In Illinois, " successful parties are generally responsible for their own attorneys' fees unless a statute or contract provides otherwise." Rexam Beverage, 620 F.3d at 734 (citing Taylor v. Pekin Ins. Co., 231 Ill.2d 390, 899 N.E.2d 251, 256, 326 Ill.Dec. 34 (Ill.App.Ct. 2008)). Courts strictly construe contractual provisions permitting the award of attorneys' fees, but the decision to award costs and fees pursuant to such provisions lies within trial court's sound discretion. Rexam Beverage, 620 F.2d at 734 (citing Mountbatten Sur. Co. v.
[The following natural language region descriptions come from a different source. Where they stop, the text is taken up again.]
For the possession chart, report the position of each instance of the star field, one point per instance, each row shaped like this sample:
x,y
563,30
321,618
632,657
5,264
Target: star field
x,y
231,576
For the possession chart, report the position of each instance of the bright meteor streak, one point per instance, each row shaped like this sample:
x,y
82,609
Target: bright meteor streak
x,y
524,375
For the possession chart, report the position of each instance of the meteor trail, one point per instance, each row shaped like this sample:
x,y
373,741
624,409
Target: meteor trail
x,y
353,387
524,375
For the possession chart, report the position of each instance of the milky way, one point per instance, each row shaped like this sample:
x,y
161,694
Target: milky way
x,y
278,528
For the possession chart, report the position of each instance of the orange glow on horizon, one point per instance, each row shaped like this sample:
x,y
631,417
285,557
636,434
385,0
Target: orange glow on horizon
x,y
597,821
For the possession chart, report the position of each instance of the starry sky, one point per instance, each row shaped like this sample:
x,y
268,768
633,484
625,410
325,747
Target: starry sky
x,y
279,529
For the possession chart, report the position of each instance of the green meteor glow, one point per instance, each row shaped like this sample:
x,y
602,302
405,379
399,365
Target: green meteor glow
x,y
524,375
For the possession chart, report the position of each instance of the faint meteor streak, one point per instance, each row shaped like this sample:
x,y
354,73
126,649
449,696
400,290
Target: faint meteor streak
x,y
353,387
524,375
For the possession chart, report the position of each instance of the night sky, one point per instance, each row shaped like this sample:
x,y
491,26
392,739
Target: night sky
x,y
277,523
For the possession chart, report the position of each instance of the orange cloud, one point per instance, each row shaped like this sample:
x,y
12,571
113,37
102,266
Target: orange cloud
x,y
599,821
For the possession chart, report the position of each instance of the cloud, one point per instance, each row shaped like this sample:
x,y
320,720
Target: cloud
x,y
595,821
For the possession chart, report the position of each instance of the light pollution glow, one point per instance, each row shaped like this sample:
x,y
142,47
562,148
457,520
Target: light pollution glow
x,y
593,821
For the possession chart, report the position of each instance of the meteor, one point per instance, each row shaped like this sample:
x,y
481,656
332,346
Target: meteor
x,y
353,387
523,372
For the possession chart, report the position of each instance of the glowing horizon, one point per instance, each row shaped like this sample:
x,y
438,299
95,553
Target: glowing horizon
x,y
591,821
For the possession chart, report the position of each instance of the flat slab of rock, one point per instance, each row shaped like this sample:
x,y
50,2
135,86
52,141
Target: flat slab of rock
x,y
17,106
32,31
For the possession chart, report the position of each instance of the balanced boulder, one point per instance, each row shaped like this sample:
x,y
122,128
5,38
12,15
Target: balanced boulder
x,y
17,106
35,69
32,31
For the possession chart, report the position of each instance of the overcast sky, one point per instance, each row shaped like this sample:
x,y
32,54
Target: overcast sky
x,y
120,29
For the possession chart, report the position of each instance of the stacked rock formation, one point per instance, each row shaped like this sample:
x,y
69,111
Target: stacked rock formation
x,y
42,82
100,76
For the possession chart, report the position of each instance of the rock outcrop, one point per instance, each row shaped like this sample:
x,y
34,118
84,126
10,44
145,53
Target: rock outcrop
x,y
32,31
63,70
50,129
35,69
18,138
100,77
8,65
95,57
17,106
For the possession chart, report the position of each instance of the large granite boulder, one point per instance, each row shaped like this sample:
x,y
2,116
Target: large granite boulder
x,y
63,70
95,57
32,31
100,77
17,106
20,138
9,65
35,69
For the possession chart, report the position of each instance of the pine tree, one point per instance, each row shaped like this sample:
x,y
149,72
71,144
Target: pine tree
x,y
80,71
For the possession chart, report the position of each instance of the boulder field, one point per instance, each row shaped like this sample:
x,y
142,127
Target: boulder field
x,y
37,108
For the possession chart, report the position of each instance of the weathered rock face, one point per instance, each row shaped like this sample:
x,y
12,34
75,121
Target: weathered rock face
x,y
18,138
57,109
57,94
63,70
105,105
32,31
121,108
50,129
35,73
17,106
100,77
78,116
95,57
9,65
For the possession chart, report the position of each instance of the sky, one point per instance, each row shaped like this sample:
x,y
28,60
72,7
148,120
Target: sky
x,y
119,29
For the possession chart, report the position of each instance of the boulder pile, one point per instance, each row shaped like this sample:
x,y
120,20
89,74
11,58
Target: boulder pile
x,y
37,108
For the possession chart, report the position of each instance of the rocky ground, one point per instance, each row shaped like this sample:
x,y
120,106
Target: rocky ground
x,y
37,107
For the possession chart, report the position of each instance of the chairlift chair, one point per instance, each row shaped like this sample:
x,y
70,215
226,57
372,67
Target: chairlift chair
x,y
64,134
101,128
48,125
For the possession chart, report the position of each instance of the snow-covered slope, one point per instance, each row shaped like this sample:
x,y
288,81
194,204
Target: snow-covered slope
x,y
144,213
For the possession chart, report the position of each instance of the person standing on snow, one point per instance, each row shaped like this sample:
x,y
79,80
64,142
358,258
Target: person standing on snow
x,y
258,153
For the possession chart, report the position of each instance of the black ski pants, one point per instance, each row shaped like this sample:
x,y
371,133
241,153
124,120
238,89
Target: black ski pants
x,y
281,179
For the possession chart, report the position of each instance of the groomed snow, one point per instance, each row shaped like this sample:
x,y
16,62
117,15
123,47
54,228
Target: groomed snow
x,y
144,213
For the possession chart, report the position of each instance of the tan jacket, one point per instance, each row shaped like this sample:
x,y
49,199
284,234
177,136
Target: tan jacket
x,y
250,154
Szabo Contracting, Inc., 349 Ill.App.3d 857, 812 N.E.2d 90, 104, 285 Ill.Dec. 501 (Ill.App.Ct. 2004).

Here, it is undisputed that the Note and the Security Purchase Agreement entitle the Prevailing Party to reasonable attorneys' fees, court costs and collection costs. ( See Stmt. of Undisputed Facts, ¶ ¶ 8, 24.) Fife asserts that as of May 19, 2014, he spent $205, 655.93 in attorneys' fees and costs in pursuing the litigation against mPhase. ( See R.119, ¶ 37.) mPhase admits that if Fife prevails on his claims, he is entitled to recover legal fees, but reserves the right to contest the reasonableness of Fife's legal fees and the necessity for the work performed. ( See R.132, mPhase's Response to Fife's Statement of Facts, ¶ 37.) As such, because the Court has found that Fife prevailed on its breach of contract claim and on dismissal of mPhase's breach of contract and fraud counterclaims, and because the parties do not dispute payment of attorneys' fees to the prevailing party as relates to these claims, Fife should proceed with filing a fee motion pursuant to Federal Rule of Civil Procedure 54 and, in doing so, both parties are expected to fully comply with Local Rule 54.3.

CONCLUSION

For the reasons stated above, the Court grants Fife's motion for summary judgment on its breach of contract claim (Count I) and dismisses without prejudice Fife's quasi contract, unjust enrichment, and/or quantum meriut claim (Count II), pled in the alternative. In addition, the Court dismisses with prejudice mPhase's breach of contract counterclaim (Counterclaim No. 1), by agreement of the parties, and dismisses with prejudice mPhase's breach of fraud counterclaim (Counterclaim No. 2).